On vous dit qu'il ne faut de nullité que s'il y a grief, mais ceux-ci sont désormais partout ; ce serait un levier très marginal au vu de la réalité de la procédure pénale aujourd'hui. Imaginons qu'on considère qu'on peut, sans nullité, oublier de solliciter le renouvellement d'une technique spéciale d'enquête : quel intérêt auront alors les policiers à solliciter ce renouvellement ? Certes, les policiers et magistrats n'ont aucun intérêt à tordre la procédure ni à mentir ; mais il faut des limites à leur action, et certaines ne sont pas assorties de sanction - par exemple, un juge d'instruction dispose de huit jours pour se prononcer sur une demande de mise en liberté, mais à défaut il n'y a ni nullité, ni remise en liberté ; il n'y a aucune conséquence si ce délai n'est pas respecté, et il en va de même en cas d'absence de réponse à une demande d'aménagement de peine dans le délai imparti par la loi. Cela montre que lorsqu'il n'y a pas sanction, l'obligation n'est pas respectée. En supprimant la possibilité de soulever une nullité, on créerait un système dans lequel les policiers et les magistrats feront ce qu'ils veulent et attenteront de fait aux libertés individuelles.

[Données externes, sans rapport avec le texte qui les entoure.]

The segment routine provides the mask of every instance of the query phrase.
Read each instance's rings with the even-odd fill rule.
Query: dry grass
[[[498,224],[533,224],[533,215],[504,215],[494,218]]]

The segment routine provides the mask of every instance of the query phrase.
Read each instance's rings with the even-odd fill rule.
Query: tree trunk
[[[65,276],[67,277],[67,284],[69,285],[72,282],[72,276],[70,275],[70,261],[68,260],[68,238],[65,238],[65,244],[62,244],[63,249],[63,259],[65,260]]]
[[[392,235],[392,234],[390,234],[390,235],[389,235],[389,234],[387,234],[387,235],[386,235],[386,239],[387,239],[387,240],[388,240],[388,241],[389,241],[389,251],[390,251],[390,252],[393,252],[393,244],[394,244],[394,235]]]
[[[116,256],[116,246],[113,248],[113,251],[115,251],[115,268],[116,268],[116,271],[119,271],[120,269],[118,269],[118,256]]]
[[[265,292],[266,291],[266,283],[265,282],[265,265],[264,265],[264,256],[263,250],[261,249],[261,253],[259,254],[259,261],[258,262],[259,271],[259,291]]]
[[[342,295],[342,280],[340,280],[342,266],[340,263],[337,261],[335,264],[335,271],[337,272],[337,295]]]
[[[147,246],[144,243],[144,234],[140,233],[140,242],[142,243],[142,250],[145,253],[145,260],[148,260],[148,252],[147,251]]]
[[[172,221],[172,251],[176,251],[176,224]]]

Les problèmes liés aux délais ne concernent pas les avocats, mais les moyens de la justice ; les problèmes liés aux nullités ne relèvent pas des avocats, mais des abus de la justice.

M. Jérôme Durain, président. - La commission d'enquête ne vous accuse pas ; elle met à sa manière en place le principe du contradictoire et je vous remercie pour votre apport intéressant.

M. Etienne Blanc, rapporteur. - Ma première question porte sur les nullités liées à des manquements purement formels : faut-il distinguer selon que ces manquements portent atteinte aux libertés ou non, et faut-il une proportionnalité entre l'ampleur du grief et ses conséquences ?

Maître Steeve Ruben. - Vous visez le cas des nullités formelles comme, par exemple, celui d'un procès-verbal signé par un agent de police judiciaire et non par un officier de police judiciaire, donc des problèmes juridiques qui ne concernent pas les faits pour lesquels la personne est mise en cause. Aujourd'hui, certains vous demandent de considérer que de tels manquements ne sont pas si graves, mais ils ne remettent pas en question les règles qui rendent irrecevable le mémoire envoyé à la chambre de l'instruction par l'avocat avec quatre minutes de retard. Or ces règles existent parce que nous sommes dans un État de droit ; elles participent à une procédure pénale qui est rassurante non seulement pour ceux qui rendent la justice, mais également pour les justiciables, car elles sont autant d'autant d'éléments vérifiables et qui peuvent être soumis à l'appréciation des juges au fond.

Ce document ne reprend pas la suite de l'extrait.